Punching Down

Punching Down

When we went travelling in South-East Asia a few years back it was amazing yet frantic. There were times when it seemed we were constantly heading for an early bus or train or ferry. Throughout our quick jaunt through Thailand/Laos/Vietnam/Cambodia I was astounded by the way the landscape changed area to area. It felt like once through a border the terrain instantly emphasised your new dominion. Maybe we have more of an effect on our landscape than we realise? Maybe we all leave different marks on our landscape?

You start to get used to arriving in a new town and getting a sense of it quick enough. The fiercely welcoming people and the staff at our digs always held open arms. We were quickly informed of the whereabouts of the ‘night market’ and all local sights. I was quite done with night markets but still was warmed by the genial nature of whoever we met along our strolls into the hubub.

I found it odd that the places that didn’t sit well with me were the ones that we arrived into at night. Things seemed a bit more on edge, a bit more sordid. The ‘night-time industry’ was in full flow and some of it was overwhelming to say the least. I felt intimidated, unsure of myself; everything had a sinister edge. This is how I felt at least, and we were on holiday, ‘finding ourselves’.

Different Story

It was these memories that I can somewhat put my feet into the well worn shoes of the asylum seeker. Not the same in the slightest obviously yet it helps me catch a glimpse. As I arrived into these places I was ‘keeping my wits about me’ wary of anyone wanting to take exception to me and perhaps mistaking me for someone with a bitta wealth given I was white man from European privilege. Most of the threats I perceived were in my head, yet we met a few chancers to be fair. You always do.

Yet, to think these people aren’t going on holidays or finding themselves. If anything they have lost themselves. Coming from an array of trauma, hurt and terror. So for these people to arrive already traumatised and then to know, not to be wondering if but knowing for sure that they are indeed the target for hate and further terror is disturbing. It is punching down, we all know that.

The level of misplaced vitriol out there is unnerving. What gives people the right to close roads, burn down buildings or intimidate those going about their work and their day? Nothing. However, situations like these seem to be more normalised by the day. People on the radio fed up, spitting various bits of far right ideology that is steadily creeping into our mainstream lexicon. The constant highlighting of arson attacks yet not one conviction in ten years. How can it not seem like these behaviours are being condoned?

Looking up

Obviously, with the increase in immigration due to climate change and of course the horrific conflicts bursting out in many parts of the globe (will we ever learn?!), this will only increase. Of course we need to have an in depth, valuable discussion on immigration and what resources we have and can share etc. Unfortunately we can’t have that conversation at the minute due to a tidal wave of bad faith actors. The far right are not the only one who can use tsunami language to describe actual people.

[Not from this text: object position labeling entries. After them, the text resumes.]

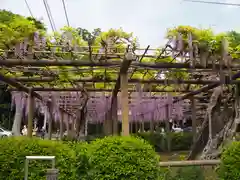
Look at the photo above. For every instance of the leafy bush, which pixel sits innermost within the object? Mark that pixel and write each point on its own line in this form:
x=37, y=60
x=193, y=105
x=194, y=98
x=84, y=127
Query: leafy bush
x=179, y=141
x=230, y=162
x=14, y=150
x=121, y=158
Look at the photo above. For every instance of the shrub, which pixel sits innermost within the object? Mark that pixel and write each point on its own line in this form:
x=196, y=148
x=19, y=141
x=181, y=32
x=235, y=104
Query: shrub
x=230, y=162
x=116, y=158
x=14, y=150
x=179, y=141
x=82, y=161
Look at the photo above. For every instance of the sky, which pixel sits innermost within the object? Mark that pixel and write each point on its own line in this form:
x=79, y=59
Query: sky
x=147, y=19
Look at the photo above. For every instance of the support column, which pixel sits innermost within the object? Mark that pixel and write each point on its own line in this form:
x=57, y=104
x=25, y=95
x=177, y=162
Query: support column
x=68, y=125
x=114, y=110
x=52, y=174
x=61, y=125
x=194, y=123
x=124, y=104
x=30, y=113
x=168, y=134
x=50, y=120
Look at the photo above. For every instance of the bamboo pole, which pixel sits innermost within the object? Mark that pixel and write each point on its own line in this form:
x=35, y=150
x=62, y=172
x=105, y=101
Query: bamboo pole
x=30, y=113
x=124, y=104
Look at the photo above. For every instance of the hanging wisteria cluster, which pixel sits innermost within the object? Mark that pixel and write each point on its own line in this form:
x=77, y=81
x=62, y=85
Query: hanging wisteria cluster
x=145, y=109
x=141, y=110
x=58, y=99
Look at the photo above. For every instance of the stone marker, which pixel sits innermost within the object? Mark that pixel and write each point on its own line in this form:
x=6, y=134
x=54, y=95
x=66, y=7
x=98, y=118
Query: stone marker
x=52, y=174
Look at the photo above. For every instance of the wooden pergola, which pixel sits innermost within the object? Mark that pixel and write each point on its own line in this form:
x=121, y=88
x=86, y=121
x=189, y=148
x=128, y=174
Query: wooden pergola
x=87, y=71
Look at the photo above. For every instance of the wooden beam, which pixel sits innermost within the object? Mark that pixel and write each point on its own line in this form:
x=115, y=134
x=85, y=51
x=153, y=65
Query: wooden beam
x=44, y=63
x=117, y=86
x=190, y=163
x=205, y=88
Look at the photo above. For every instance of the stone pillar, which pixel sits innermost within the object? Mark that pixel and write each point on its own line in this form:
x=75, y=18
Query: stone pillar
x=52, y=174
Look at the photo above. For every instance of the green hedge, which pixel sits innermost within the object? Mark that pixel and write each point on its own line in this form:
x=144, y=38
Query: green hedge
x=179, y=141
x=107, y=158
x=230, y=162
x=14, y=150
x=118, y=158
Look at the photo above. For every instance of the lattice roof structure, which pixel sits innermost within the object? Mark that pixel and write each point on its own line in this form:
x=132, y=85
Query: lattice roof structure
x=63, y=68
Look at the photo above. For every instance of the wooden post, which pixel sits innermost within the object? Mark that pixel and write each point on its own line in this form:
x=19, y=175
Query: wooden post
x=114, y=116
x=194, y=125
x=190, y=46
x=50, y=121
x=30, y=113
x=61, y=125
x=124, y=104
x=168, y=134
x=52, y=174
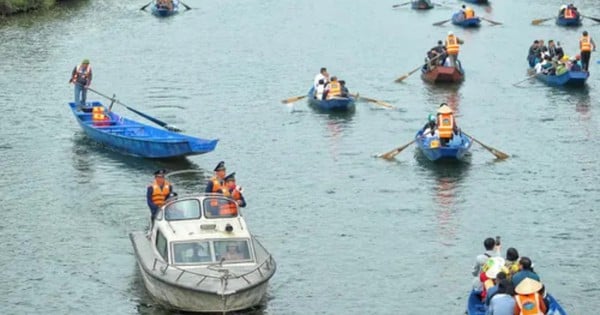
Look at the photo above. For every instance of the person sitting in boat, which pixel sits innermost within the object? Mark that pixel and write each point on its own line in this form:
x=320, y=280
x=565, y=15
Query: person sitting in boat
x=446, y=124
x=345, y=92
x=322, y=75
x=320, y=89
x=429, y=129
x=468, y=12
x=165, y=4
x=501, y=301
x=491, y=250
x=216, y=184
x=528, y=298
x=333, y=89
x=575, y=65
x=233, y=190
x=158, y=192
x=561, y=66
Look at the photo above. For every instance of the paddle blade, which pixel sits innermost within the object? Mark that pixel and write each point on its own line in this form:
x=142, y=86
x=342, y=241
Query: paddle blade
x=293, y=99
x=539, y=21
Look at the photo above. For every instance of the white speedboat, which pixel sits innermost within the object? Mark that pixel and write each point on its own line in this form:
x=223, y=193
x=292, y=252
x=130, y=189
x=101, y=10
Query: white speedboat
x=199, y=256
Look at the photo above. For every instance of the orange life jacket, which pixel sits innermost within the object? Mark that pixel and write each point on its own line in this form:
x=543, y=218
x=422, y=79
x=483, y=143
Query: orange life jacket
x=445, y=125
x=228, y=209
x=160, y=195
x=529, y=304
x=585, y=43
x=98, y=116
x=469, y=13
x=335, y=89
x=83, y=75
x=569, y=14
x=452, y=47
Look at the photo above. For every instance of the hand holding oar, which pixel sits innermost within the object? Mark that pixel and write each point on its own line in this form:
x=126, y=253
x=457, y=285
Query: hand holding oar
x=293, y=99
x=540, y=21
x=399, y=5
x=441, y=22
x=390, y=155
x=187, y=7
x=488, y=20
x=499, y=154
x=145, y=6
x=154, y=120
x=416, y=69
x=591, y=18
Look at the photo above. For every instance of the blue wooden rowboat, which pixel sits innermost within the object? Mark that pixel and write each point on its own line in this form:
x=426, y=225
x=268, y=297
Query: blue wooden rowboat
x=459, y=19
x=476, y=307
x=421, y=4
x=569, y=78
x=432, y=148
x=162, y=11
x=332, y=104
x=562, y=21
x=134, y=138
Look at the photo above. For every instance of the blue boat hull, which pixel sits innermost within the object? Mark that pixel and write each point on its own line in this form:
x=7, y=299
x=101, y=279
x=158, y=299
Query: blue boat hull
x=568, y=22
x=333, y=104
x=458, y=19
x=133, y=138
x=569, y=78
x=476, y=307
x=164, y=12
x=421, y=5
x=431, y=147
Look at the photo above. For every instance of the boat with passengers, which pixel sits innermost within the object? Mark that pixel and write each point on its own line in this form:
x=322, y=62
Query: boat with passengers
x=200, y=256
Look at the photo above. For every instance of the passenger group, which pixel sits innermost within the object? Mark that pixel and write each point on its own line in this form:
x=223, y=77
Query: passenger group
x=327, y=88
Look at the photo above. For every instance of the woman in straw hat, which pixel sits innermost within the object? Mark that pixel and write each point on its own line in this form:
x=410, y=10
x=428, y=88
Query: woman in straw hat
x=528, y=299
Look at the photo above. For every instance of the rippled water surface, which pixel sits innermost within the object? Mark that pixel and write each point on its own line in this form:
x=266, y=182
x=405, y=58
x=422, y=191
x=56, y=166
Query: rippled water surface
x=352, y=234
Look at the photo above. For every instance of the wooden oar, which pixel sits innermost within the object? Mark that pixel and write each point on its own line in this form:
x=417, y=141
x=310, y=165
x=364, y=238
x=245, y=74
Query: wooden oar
x=493, y=22
x=372, y=100
x=540, y=21
x=390, y=155
x=152, y=119
x=416, y=69
x=441, y=22
x=399, y=5
x=187, y=7
x=145, y=6
x=591, y=18
x=499, y=154
x=293, y=99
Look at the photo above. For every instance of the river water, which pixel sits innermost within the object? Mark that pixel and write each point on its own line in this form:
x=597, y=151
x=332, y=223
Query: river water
x=352, y=234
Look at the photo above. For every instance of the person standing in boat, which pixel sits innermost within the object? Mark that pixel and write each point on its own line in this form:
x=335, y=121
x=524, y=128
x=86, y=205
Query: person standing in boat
x=158, y=192
x=233, y=190
x=491, y=250
x=217, y=184
x=322, y=75
x=453, y=47
x=82, y=78
x=586, y=45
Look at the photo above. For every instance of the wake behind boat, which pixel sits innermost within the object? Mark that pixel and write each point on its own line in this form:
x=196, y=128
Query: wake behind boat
x=134, y=138
x=200, y=256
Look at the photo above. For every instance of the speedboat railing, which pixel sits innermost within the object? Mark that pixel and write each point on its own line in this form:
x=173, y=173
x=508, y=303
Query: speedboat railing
x=225, y=273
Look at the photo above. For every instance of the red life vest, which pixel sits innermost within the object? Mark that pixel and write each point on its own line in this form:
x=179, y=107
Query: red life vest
x=445, y=125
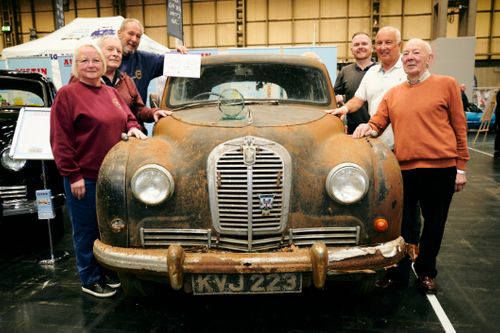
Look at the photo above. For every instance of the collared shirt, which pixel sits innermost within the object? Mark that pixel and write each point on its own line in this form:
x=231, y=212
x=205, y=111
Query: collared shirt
x=347, y=83
x=373, y=87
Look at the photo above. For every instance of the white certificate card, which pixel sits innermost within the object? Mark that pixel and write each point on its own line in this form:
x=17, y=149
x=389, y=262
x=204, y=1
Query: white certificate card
x=182, y=65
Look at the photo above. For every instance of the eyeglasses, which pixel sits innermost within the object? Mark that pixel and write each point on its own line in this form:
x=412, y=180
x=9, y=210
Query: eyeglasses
x=86, y=62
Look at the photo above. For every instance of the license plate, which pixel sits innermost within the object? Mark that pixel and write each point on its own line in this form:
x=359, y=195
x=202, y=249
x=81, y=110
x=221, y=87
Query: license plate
x=274, y=283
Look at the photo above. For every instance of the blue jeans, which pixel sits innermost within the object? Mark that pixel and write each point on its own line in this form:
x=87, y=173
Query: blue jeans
x=85, y=232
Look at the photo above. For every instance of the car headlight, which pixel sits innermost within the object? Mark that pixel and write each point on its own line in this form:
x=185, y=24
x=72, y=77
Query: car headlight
x=347, y=183
x=152, y=184
x=9, y=163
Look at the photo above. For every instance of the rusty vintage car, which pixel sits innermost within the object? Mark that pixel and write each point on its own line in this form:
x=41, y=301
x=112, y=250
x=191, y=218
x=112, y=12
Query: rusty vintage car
x=249, y=187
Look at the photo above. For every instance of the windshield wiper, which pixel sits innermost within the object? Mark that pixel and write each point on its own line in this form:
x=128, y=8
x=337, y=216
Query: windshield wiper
x=264, y=101
x=190, y=105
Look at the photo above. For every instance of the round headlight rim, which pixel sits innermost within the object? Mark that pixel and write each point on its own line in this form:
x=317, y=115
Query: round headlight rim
x=336, y=169
x=160, y=168
x=4, y=155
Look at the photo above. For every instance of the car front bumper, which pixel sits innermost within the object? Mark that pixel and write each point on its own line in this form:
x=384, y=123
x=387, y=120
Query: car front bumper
x=318, y=260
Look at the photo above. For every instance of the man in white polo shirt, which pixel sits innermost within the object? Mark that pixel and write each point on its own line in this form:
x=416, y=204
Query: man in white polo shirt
x=379, y=78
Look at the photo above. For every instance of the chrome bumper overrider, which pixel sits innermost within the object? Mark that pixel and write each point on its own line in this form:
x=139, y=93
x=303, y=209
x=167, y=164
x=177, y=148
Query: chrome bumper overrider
x=318, y=260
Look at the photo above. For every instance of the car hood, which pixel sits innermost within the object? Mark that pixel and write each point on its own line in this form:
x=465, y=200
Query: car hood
x=254, y=115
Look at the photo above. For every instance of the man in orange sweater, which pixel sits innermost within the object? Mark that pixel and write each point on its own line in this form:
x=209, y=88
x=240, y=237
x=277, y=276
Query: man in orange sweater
x=430, y=144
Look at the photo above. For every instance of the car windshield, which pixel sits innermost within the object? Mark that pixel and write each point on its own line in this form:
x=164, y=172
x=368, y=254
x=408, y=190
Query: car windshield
x=257, y=82
x=18, y=92
x=19, y=98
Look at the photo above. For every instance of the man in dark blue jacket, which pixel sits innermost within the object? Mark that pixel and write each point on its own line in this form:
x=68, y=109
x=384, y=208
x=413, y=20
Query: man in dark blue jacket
x=142, y=66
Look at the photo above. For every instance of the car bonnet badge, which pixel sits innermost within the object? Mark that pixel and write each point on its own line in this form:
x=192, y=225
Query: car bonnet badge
x=266, y=203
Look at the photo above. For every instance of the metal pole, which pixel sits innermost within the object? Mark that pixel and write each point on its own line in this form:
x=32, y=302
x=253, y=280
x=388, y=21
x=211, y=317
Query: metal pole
x=44, y=177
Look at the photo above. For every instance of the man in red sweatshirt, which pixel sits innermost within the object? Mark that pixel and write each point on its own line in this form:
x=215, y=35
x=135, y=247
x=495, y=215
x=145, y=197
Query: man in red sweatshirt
x=430, y=144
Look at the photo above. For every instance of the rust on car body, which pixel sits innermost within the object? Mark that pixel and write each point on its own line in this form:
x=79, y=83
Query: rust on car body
x=257, y=185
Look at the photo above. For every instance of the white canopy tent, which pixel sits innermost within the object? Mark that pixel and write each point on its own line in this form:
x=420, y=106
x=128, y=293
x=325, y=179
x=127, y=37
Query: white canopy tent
x=64, y=40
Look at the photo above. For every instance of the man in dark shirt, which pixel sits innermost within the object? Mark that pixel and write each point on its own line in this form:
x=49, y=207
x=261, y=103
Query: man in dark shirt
x=350, y=76
x=142, y=66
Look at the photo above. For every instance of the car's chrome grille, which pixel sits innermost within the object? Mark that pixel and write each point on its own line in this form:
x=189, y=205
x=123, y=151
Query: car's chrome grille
x=232, y=194
x=249, y=187
x=331, y=236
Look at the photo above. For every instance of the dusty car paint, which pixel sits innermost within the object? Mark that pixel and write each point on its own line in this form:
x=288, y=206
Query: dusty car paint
x=173, y=240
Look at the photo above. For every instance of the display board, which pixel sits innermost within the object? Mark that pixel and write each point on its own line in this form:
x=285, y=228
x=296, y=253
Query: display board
x=32, y=135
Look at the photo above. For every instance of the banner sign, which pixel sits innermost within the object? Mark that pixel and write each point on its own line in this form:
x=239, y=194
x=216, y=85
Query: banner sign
x=174, y=16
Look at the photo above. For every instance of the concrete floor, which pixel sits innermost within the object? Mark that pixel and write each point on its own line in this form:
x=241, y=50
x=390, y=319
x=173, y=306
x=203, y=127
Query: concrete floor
x=35, y=298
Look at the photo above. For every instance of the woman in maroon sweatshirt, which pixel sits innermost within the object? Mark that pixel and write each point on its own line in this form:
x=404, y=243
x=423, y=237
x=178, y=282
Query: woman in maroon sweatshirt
x=87, y=119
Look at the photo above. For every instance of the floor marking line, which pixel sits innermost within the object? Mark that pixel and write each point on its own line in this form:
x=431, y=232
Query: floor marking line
x=443, y=318
x=438, y=309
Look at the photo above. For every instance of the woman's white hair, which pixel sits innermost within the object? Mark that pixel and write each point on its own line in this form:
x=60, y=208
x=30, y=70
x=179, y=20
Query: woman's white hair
x=424, y=43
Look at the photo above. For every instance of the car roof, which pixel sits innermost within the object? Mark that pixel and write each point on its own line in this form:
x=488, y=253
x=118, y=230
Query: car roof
x=263, y=58
x=24, y=75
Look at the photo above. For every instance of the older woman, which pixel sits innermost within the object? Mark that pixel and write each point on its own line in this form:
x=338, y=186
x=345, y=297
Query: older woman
x=111, y=47
x=87, y=119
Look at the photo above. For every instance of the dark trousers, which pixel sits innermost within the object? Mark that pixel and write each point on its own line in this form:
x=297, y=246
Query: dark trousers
x=433, y=189
x=85, y=232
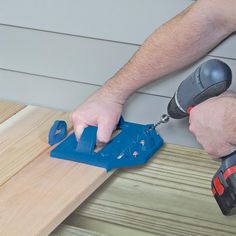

The videos of people acting like they have diplomatic immunity by way of pointing a camera phone and yelling I’m recordin dizzz are shocking. Calling guards all sorts of names as they act out of concern for criminality? Gimme a break. Do these people actually care about law and order and protecting our youth? If so, then maybe there’d be more anger at the various disturbing crimes that happen in our state every year. Why no protest as people went to town with steak knives in front of young children in a restaurant in Blanchardstown on Christmas eve for example?


Time to Be Honest

Of course, it has nothing to do with any of the various concerns they are at pains to highlight. It is good old fashioned xenophobia, we all know that. Punching down at its finest. Don’t take on the serious drug gangs destroying communities like brave people once did. I remember growing up seeing pushers out campaigns on the telly etc. No signs of the anger being directed in the right way now. Why is that I wonder? I have often decried the lack of anger at the various injustices as I see them. Yet the level of vitriol and anger being directed at some of the most disenfranchised in our world is disgusting to see to be honest.

Rather than indulge the nonsense of ‘genuine fears’ It is time to hold a mirror up to our society and realise we were happy out with emigration and multiculturalism when we we were headed abroad. Now is time to realise the boats go both ways and immigration is a gift for us, much like in the main, we have been abroad. Imelda May’s words put it best in her poem You Don’t Get to be Irish and Racist.  Stunning. We cant stand by any more we must all speak up or someone will speak for us.